Factorization of a Multivariate Normal Distribution

PUBLISHED ON DEC 10, 2019 — CATEGORIES: proofs

The Factorization Theorem is a very useful mathematical tool and crucial to statistics, probabilistic calculus and many applications. Formally, it is closely related to the idea that $P(x, y) = P(x | y) P(y)$. One of the many nice properties of the normal distribution in this context is that it factorizes into normal distributions. The above link gives the proof for cases with unit covariance matrix. Here we will cover the general case for any covariance matrix, and provide an explicit expression for the factorization via direct proof.
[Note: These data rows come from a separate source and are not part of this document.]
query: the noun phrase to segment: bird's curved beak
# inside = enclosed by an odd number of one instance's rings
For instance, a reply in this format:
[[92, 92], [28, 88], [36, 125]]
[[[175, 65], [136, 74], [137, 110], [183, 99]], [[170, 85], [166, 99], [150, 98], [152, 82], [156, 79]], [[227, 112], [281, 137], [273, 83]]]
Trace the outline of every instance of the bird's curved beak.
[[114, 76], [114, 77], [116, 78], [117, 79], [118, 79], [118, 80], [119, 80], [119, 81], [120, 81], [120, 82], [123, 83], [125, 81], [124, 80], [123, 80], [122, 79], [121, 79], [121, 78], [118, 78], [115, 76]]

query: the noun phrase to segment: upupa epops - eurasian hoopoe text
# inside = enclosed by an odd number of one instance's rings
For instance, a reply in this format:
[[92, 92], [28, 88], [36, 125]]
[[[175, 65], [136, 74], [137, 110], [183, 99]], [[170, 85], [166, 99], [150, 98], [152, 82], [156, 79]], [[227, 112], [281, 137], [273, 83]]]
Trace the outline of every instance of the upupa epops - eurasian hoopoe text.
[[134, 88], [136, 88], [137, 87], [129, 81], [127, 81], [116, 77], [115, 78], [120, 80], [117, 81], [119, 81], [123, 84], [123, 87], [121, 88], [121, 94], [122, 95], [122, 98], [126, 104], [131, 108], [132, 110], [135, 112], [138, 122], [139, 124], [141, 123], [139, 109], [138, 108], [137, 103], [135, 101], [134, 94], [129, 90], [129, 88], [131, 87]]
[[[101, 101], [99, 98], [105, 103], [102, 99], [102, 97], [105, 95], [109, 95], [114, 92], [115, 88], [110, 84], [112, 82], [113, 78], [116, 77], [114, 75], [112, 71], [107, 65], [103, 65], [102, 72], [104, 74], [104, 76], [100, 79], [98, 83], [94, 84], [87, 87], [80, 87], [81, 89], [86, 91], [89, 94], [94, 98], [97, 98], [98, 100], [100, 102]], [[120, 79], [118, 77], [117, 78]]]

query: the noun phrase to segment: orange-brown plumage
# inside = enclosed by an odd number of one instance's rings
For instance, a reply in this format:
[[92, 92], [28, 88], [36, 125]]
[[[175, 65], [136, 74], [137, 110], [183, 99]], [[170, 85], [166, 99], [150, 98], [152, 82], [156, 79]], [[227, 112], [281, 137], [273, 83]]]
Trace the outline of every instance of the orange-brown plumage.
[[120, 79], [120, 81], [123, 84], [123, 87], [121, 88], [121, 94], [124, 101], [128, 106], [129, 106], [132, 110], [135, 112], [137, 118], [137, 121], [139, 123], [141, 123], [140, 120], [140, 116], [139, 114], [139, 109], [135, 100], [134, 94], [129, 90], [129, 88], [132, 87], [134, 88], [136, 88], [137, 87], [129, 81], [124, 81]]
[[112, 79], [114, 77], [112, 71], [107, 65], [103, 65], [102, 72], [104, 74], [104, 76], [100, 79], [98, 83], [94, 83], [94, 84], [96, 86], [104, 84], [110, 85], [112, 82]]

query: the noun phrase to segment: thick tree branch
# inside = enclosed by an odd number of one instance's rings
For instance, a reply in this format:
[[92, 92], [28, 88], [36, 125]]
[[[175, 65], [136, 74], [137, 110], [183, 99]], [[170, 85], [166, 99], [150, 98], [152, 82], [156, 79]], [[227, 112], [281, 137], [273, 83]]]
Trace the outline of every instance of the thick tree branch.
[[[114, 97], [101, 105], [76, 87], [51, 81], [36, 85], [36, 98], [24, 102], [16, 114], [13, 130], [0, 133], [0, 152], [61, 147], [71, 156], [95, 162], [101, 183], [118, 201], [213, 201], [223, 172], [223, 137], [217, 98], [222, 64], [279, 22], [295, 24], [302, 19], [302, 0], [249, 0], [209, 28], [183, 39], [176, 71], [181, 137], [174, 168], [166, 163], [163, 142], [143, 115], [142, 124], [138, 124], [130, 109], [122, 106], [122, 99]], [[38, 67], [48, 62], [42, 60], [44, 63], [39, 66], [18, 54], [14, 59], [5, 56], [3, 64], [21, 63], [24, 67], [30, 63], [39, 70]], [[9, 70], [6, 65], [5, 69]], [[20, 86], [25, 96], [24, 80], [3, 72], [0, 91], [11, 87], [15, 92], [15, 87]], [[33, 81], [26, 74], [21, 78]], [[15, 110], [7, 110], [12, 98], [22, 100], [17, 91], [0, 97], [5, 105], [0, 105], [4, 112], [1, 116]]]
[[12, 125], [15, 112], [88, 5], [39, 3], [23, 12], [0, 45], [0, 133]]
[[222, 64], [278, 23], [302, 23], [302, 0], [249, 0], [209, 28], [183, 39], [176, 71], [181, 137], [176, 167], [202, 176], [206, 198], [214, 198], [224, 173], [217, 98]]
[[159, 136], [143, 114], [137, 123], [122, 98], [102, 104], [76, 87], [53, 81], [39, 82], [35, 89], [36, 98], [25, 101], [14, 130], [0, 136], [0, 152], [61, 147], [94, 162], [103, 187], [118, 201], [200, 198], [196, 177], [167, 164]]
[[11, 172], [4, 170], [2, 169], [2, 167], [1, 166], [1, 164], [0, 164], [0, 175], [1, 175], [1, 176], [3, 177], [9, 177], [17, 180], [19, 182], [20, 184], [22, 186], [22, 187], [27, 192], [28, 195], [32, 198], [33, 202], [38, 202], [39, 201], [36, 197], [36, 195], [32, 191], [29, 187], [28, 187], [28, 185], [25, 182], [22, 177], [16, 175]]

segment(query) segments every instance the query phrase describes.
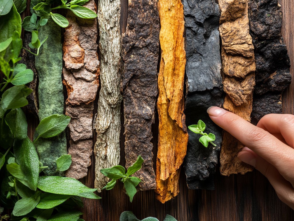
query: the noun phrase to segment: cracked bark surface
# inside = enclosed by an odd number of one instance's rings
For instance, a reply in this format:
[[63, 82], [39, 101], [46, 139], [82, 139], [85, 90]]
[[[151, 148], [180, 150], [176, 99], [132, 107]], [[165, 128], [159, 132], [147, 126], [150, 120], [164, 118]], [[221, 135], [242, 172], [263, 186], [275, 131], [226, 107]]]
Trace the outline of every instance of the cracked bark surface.
[[142, 168], [135, 173], [139, 188], [155, 189], [151, 125], [157, 95], [159, 21], [156, 0], [130, 1], [126, 31], [123, 35], [126, 167], [141, 155]]
[[281, 34], [282, 14], [277, 0], [250, 0], [249, 15], [256, 59], [252, 116], [282, 113], [281, 92], [291, 82], [290, 60]]
[[98, 4], [101, 88], [95, 122], [97, 140], [94, 153], [95, 188], [100, 192], [109, 181], [100, 170], [118, 165], [120, 159], [121, 43], [120, 0], [99, 0]]
[[158, 75], [159, 126], [156, 192], [157, 199], [164, 203], [179, 193], [181, 166], [188, 141], [183, 94], [186, 53], [184, 12], [181, 0], [160, 0], [158, 10], [161, 57]]
[[[220, 33], [224, 108], [250, 122], [252, 95], [255, 85], [254, 47], [249, 34], [248, 0], [220, 0]], [[220, 170], [222, 175], [252, 171], [237, 158], [243, 147], [224, 131]]]
[[[96, 11], [90, 0], [83, 6]], [[65, 67], [64, 84], [67, 92], [65, 114], [71, 117], [69, 154], [72, 163], [66, 176], [77, 179], [87, 175], [91, 165], [93, 141], [93, 101], [99, 84], [99, 61], [97, 53], [96, 19], [83, 19], [71, 11], [66, 18], [63, 48]]]
[[184, 0], [187, 90], [186, 124], [205, 122], [209, 132], [216, 135], [215, 143], [206, 148], [199, 142], [200, 136], [188, 130], [189, 140], [185, 158], [186, 180], [189, 189], [212, 190], [213, 176], [218, 163], [222, 130], [214, 124], [206, 110], [223, 102], [220, 75], [219, 11], [213, 0]]

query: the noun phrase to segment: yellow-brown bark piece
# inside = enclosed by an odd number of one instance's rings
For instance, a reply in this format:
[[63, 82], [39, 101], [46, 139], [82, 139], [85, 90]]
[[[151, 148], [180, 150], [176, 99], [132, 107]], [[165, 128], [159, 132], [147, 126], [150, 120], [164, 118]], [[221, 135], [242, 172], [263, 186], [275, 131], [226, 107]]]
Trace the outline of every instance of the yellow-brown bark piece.
[[158, 6], [161, 57], [158, 76], [156, 191], [157, 199], [164, 203], [179, 193], [180, 167], [187, 150], [188, 136], [183, 92], [186, 56], [181, 0], [159, 0]]
[[[222, 72], [227, 94], [223, 107], [250, 122], [255, 85], [254, 47], [249, 33], [248, 0], [219, 0]], [[220, 170], [222, 175], [244, 174], [252, 168], [237, 158], [244, 145], [223, 134]]]

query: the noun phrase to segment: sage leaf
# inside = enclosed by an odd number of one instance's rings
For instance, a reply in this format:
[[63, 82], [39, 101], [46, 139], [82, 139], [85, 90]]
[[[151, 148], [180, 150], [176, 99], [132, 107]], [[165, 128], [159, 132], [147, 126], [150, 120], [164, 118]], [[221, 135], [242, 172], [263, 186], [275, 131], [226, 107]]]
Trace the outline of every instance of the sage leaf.
[[77, 16], [83, 18], [94, 18], [97, 17], [96, 12], [87, 8], [79, 5], [71, 5], [69, 9]]
[[59, 14], [51, 13], [51, 18], [55, 23], [62, 28], [66, 28], [69, 26], [69, 23], [67, 19], [61, 15]]
[[4, 111], [12, 108], [19, 108], [29, 103], [26, 97], [32, 90], [25, 85], [14, 86], [6, 90], [2, 95], [0, 105]]
[[56, 170], [65, 171], [69, 168], [71, 164], [71, 156], [69, 154], [63, 155], [56, 160]]
[[21, 109], [10, 111], [6, 115], [5, 122], [14, 139], [22, 140], [27, 136], [28, 123], [24, 112]]
[[40, 202], [36, 207], [39, 209], [51, 209], [65, 202], [70, 197], [69, 195], [45, 193], [41, 195]]

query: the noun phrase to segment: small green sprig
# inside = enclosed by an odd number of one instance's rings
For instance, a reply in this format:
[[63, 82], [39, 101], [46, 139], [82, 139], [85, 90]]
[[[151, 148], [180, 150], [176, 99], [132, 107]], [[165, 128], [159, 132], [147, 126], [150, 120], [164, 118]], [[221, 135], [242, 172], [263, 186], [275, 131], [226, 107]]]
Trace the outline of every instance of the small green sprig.
[[141, 182], [141, 180], [136, 176], [131, 176], [141, 169], [143, 161], [143, 158], [139, 156], [136, 162], [128, 168], [126, 173], [125, 168], [119, 165], [100, 170], [100, 172], [104, 176], [112, 179], [102, 189], [111, 189], [115, 185], [116, 180], [121, 179], [121, 182], [123, 183], [126, 193], [130, 198], [130, 201], [131, 203], [134, 196], [137, 193], [136, 187]]
[[206, 133], [203, 132], [205, 129], [206, 127], [204, 122], [199, 120], [198, 121], [198, 124], [190, 125], [188, 127], [188, 128], [195, 134], [200, 134], [202, 135], [199, 139], [199, 142], [206, 147], [208, 146], [208, 143], [210, 143], [214, 146], [216, 146], [216, 145], [212, 142], [213, 141], [216, 140], [215, 135], [211, 133], [208, 134]]

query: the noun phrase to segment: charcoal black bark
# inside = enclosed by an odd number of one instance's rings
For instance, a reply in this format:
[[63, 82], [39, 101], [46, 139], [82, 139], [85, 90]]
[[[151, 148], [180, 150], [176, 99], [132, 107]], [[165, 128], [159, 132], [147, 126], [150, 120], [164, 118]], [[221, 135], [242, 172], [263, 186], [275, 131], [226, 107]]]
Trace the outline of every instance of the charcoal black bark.
[[186, 32], [187, 90], [186, 109], [187, 126], [201, 119], [208, 133], [216, 135], [216, 147], [206, 148], [199, 134], [188, 130], [189, 140], [184, 161], [188, 188], [214, 189], [211, 174], [216, 171], [221, 143], [221, 130], [206, 112], [210, 106], [223, 103], [220, 75], [219, 11], [213, 0], [184, 0]]

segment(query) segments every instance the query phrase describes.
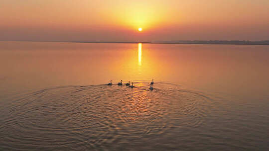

As a bonus, the math required for it is a very nice piece of linear algebra, so let’s get to it!

Definitions



Multivariate normal PDF

The probability density function (PDF) for the multivariate normal distribution is defined as:

$ \mathcal{N}(x; \mu, S) = \frac{1}{\sqrt{(2\pi)^D |S|}} exp(-\frac{1}{2}(x-\mu)^T S^{-1} (x-\mu)) $

For $x,\, \mu \, \in \mathbb{R}^D, \quad S \, \in \mathbb{R}^{D\times D}$

Where $S$ is the (symmetric, positive semidefinite) covariance matrix:

$ \begin{pmatrix} \sigma_{1}^2 & Cov(X_1, X_2) & \dots \\\
Cov(X_1, X_2) & \sigma_{2}^2 & \dots \\\
\vdots & \vdots & \ddots \\\
\end{pmatrix} $

And $|S|$ is the determinant of $S$.



Schur Complement

The Schur Complement establishes the relation between the partition of a matrix and the partition of its inverse, as follows:

$$ \begin{eqnarray*} S &&= \begin{pmatrix} S_{11} & S_{12} \\\
S_{21} & S_{22} \end{pmatrix}\\\
S^{-1} &&= \Delta = \begin{pmatrix} \Delta_{11} & \Delta_{12} \\\
\Delta_{21} & \Delta_{22} \end{pmatrix}\\\
&&= \begin{pmatrix} (\frac{S}{S_{22}})^{-1} & -(\frac{S}{S_{22}})^{-1} S_{12} S_{22}^{-1} \\\
-S_{22}^{-1} S_{21} (\frac{S}{S_{22}})^{-1} & (\frac{S}{S_{11}})^{-1} \end{pmatrix} \end{eqnarray*} $$

Where the complement terms are defined as:

$$ \frac{S}{S_{22}} = S_{11} - S_{12} S_{22}^{-1}\\\
\frac{S}{S_{11}} = S_{22} - S_{21} S_{11}^{-1}\\\
S_{ab}, \Delta_{ab} \; \in \mathbb{R}^{d_a \times d_b} $$

And the following implication holds:

$$ det(S) = |S| = |S_{22}| \cdot |\frac{S}{S_{22}}| $$

Also note that the Schur Complement can be applied both ways, since the inverse of a positive definite matrix is also positive definite, so $S_{22} = (\frac{\Delta}{\Delta_{11}})^{-1}$.

Theorem

With the given definitions, we already can express the goal of our proof:

Factorization of a multivariate $\mathcal{N}$ distribution

$$ \begin{eqnarray*} \mathcal{N}(x; \; \mu, S) = &&\mathcal{N}(x_2; \; \mu_2, S_{22}) \; \cdot \\\
&&\mathcal{N}(x_1, \; \mu_1 - \frac{S}{S_{22}} \Delta_{12} (x_2-\mu_2), \; \frac{S}{S_{22}}) \end{eqnarray*} $$

$$ x_1, \mu_1 \, \in \mathbb{R}^{d_1}, \quad x_2, \mu_2 \, \in \mathbb{R}^{d_2} $$

Proof

The Schur Complement, together with completing the square, allows for an elegant direct proof.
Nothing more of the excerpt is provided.